Often a dramatic fall begins with a hairline crack that slowly widens until the whole moral fabric is undermined. I suppose we have watched the fall of Chris Huhne with mixed emotions because it all began with a speeding offence that almost everybody has committed. But then the hairline crack began to widen with one untruth after another and an attempt to get away with it. Untruthfulness has a way of upping the ante because each reassertion increases the cost of coming clean. Untruth ramifies. When the truth is finally out the fall is complete. Moreover, Huhne’s downfall was brought about by one of the most destructive of emotions: revenge. I saw the Greek tragedy Medea set by Marc-Antoine Charpentier at the ENO last week and it threw on to a large screen the cost exacted by revenge. Steaming emotions rose quite literally from the pit of hell. Revenge wills mortally to wound itself to get its own back. The newspapers quoted a Chinese proverb warning us that when we seek revenge we should dig two graves. That is the moral truth about our minor delinquencies writ large and the whole story of the Passion illustrates how treachery, faithlessness, the doctrine that it is expedient one die for the people, ends in the death of the innocent. The web of evil catches the innocent in its net and God in Christ freely bears the consequences. In Paul’s terms the death of Christ placards the consequences of sin. The costs of sin and guilt are paraded for all to see. Yet Paul in his eighth chapter to the Romans affirms that we are not only incarcerated by sin and rendered helpless and hopeless by debts we can never redeem. The debts are comprehensively cancelled. We are accepted. The writing against us is blotted out by a gift of pure grace. Wesley writes that his soul was ‘once an offering made for every soul of man’. The offer is unconditional. ‘There is therefore no condemnation to them that are in Christ Jesus’.

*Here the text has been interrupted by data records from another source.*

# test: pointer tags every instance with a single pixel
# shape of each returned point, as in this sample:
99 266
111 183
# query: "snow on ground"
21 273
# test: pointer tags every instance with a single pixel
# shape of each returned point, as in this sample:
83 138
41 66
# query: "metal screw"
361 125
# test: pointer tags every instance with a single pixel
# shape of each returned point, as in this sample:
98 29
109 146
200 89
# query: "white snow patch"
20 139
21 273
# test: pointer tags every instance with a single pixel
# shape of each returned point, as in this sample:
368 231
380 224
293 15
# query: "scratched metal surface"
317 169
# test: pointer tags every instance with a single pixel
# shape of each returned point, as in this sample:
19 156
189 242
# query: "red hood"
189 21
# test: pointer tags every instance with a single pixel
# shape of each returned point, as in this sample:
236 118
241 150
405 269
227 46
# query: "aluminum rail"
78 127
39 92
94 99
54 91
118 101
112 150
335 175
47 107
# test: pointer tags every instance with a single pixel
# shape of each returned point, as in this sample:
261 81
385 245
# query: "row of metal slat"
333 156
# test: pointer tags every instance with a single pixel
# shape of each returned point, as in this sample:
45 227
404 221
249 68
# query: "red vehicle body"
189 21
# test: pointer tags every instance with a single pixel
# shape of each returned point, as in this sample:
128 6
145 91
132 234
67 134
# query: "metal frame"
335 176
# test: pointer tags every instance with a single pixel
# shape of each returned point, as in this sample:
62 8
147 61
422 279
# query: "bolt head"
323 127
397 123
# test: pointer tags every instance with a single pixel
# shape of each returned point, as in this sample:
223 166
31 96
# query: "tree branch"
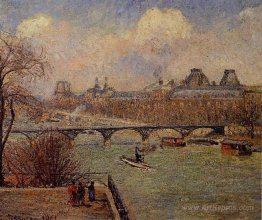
10 124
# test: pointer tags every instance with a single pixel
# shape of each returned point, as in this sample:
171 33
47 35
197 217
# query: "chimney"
160 81
106 83
97 86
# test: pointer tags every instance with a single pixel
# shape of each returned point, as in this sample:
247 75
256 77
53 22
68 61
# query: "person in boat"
91 191
139 156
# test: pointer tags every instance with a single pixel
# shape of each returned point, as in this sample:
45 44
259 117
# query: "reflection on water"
194 182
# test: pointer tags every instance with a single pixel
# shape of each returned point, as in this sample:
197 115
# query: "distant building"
130 95
230 79
63 88
197 85
99 92
196 79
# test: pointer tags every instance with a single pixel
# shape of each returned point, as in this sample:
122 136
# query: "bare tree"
18 60
49 160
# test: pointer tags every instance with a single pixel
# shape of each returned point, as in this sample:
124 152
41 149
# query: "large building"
197 85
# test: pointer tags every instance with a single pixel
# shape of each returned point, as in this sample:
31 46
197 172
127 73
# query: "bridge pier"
107 134
219 130
145 133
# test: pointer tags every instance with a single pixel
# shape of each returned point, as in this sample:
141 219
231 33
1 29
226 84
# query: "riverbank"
41 203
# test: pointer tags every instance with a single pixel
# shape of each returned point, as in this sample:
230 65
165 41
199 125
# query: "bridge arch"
157 134
89 138
126 136
205 131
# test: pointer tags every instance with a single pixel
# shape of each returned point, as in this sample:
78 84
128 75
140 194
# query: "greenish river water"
195 182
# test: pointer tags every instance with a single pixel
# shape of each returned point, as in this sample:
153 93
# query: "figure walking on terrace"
139 156
72 190
91 191
80 194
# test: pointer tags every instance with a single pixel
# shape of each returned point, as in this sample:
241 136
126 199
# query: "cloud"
161 37
166 25
34 26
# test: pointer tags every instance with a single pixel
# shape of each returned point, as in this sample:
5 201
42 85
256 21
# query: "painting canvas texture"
130 109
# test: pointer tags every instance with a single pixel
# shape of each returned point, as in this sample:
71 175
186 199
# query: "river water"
195 182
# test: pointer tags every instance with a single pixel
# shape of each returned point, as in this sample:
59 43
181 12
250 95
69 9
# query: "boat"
203 141
172 142
133 163
236 147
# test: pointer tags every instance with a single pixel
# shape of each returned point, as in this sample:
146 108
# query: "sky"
127 40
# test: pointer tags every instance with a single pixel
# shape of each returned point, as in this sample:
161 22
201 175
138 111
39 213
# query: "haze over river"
195 182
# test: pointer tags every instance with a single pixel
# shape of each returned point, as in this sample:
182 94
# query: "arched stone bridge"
107 132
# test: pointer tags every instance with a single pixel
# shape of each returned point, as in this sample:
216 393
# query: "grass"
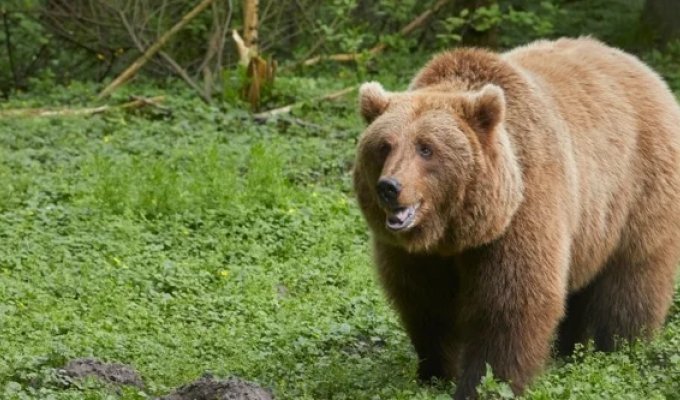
203 241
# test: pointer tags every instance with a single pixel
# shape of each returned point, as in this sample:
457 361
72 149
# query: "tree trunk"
250 24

Let us pray some words from St Anselm’s Meditation on Human Redemption.
'Christian soul, brought to life again out of the heaviness of death, redeemed and set free by the blood of God, rouse yourself and remember that you are risen, realise that you have been redeemed and set free.... Christ has brought you back to life.... by laying down his life for you. He is the Good Samaritan who has healed you. So your strength is the strength of Christ. Amen.